TITLE>GKG Thematic Timeline: GDELT Analysis Service

GKG Thematic Timeline Visualizer

GKG Timeline Visualizer

Dataset: Global Knowledge Graph

Description: Creates a unique gridded timeline showing intensity by day of each GKG theme - Y axis is day and X axis is each GKG theme, making correlations among themes instantly visible.

Components: PERL, R

Example: Timelines of Countries and of Themes

The GKG Thematic Timeline Visualizer allows you to create a unique gridded timeline visualization from the GDELT Global Knowledge Graph (GKG) to understand temporal patterns in the thematic undercurrents of your search. In this visualization the X axis represents each GKG theme, while the Y axis represents each day of the data (currently this only goes back to April 1, 2013 for the GKG). Thus, rows represent each day and columns represent a given GKG theme across days. At each grid cell a semi-transparent dot is displayed, sized based on the percentage of all GKG records from that date matching your search criteria that contained that theme (thus these timelines are normalized against GDELT's exponential growth over time). The compact nature of this visualization allows you to spot temporal patterns at the daily level, whereas with a traditional barchart or line graph timeline, the individual bars or line points would be too small with this many points to see anything. In addition, the unique gridded nature of this visualization allows you to rapidly spot weak temporal correlations among themes. For taxonomic themes, only the root theme is displayed.

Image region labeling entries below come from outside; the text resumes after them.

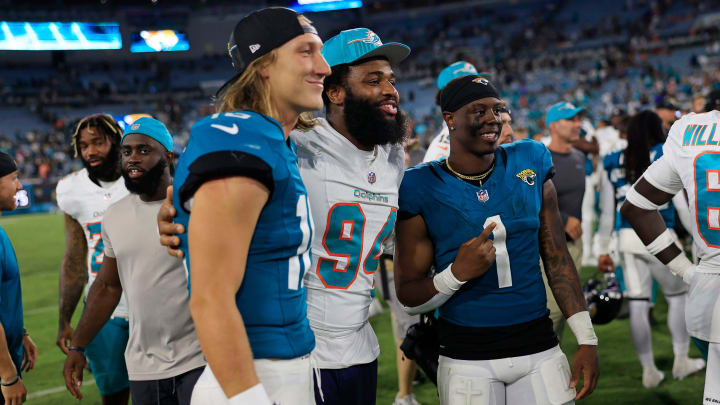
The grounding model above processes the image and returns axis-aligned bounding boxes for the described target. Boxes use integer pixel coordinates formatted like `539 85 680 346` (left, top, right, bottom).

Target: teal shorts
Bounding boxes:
85 318 130 396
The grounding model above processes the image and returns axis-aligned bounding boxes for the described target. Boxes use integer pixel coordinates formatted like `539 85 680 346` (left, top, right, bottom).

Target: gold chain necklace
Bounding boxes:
445 158 495 181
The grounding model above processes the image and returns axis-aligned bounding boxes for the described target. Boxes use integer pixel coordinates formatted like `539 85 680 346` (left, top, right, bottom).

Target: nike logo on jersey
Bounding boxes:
210 124 239 135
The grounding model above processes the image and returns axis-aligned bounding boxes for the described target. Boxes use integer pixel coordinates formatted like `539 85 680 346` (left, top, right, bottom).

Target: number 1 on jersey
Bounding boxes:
483 215 512 288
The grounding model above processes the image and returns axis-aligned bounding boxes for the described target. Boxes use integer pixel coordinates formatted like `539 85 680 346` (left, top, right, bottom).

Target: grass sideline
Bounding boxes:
0 214 704 405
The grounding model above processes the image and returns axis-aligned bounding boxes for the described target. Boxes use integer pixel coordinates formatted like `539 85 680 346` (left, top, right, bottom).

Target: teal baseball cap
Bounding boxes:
322 28 410 67
438 60 478 90
121 117 173 152
545 101 585 127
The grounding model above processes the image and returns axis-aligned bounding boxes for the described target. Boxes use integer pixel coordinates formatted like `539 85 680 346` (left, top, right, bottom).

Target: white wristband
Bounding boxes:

No programming or technical skills are required to use this timeline visualization - you simply specify a set of person or organization names, locations, or Global Knowledge Graph Themes, along with an optional date range, and the system will automatically search the entire Global Knowledge Graph for all matching entries and compile the final timeline. Your results will be emailed to you when complete, usually within 10 minutes, depending on server load and the time it takes to perform the necessary calculations. All GDELT Global Knowledge Graph records are scanned for your search parameters and the average prevalance of matching records is averaged by day. Thus, selecting "Nigeria" as your search criteria will generate a timeline of what percentage of each day's coverage of Nigeria mentioned each GKG theme, as well as a .CSV file with the results for import to an external statistical package.

Your Email Address

Creating these results can take several minutes depending on server demand - please provide the email address that the results should be sent to.

Email Address

Date Range

Limit the time period of analysis. The earliest allowable date for the Global Knowledge graph is currently April 1, 2013 and the latest date allowed is the current day.

Start Date
End Date
 

Keyword Search Criteria

You must specify a set of keywords that will be used to search the Global Knowledge Graph for matching records. Separate multiple terms with commas. The three fields are boolean AND'd together, so to search for discussion of Food or Water Security in Nigeria and to exclude any mentions of US President Obama or Edward Snowden, you would enter "Nigeria" in the first field, "WATER_SECURITY, FOOD_SECURITY" in the second, and "Barack Obama, Edward Snowden" in the third. Fields are not case sensitive.

All GKG fields are searched for these keywords, so you can use a combination of person and organization names, countries and cities, and GKG Themes. NOTE that this does NOT search article fulltext, only the extracted GKG fields.

Include ALL OF

Include AT LEAST ONE OF

Must NOT Have ANY OF

Intensity Weighting

How should the intensity of each theme on each day calculated?

  • Number Namesets As the GDELT Global Knowledge Graph processes each news article it extracts a list of all people, organizations, locations, and themes from that article and concatenates them together to form a unique "key" that represents that particular combination of names, locations, and themes. All articles containing that same unique combination of names, locations, and themes, regardless of how similar the rest of the text is, are grouped together into a "nameset". This option essentially weights each day's discussion of a theme towards those that occur in the greatest diversity of contexts, biasing towards the most discussed themes that occur frequently in many contexts. It is relatively immune to sudden massive bursts of coverage (such as from a major sudden situation) and instead tends to capture the broadest temporal trends.
  • Number Articles This option bases the weights on the raw number of articles a given theme occurs in on a given day. This option essentially weights each day's discussion of each theme towards those that occur the most frequently, even if they always occur with the same set of names, biasing towards frequency rather than uniqueness. It can be highly sensitive to sudden massive bursts of coverage (such as from a major sudden situation) and so should be used with care, but can yield a more nuanced and detailed picture of temporal trends, especially short-term temporal focus.

Outputs

The following output files will be generated:

  • Thematic Timeline Visualization Generates a static gridded thematic timeline visualization as a .PNG image.
  • .CSV File This outputs a .CSV file containing a normalized intensity of matching GKG records per day. This is normalized by the total volume of all GKG records for that day. The spreadsheet has three columns - the first is the date in YYYYMMDD format, the second is a given GKG theme, and the third is the percent of all GKG records from that day matching your search criteria that contained that theme.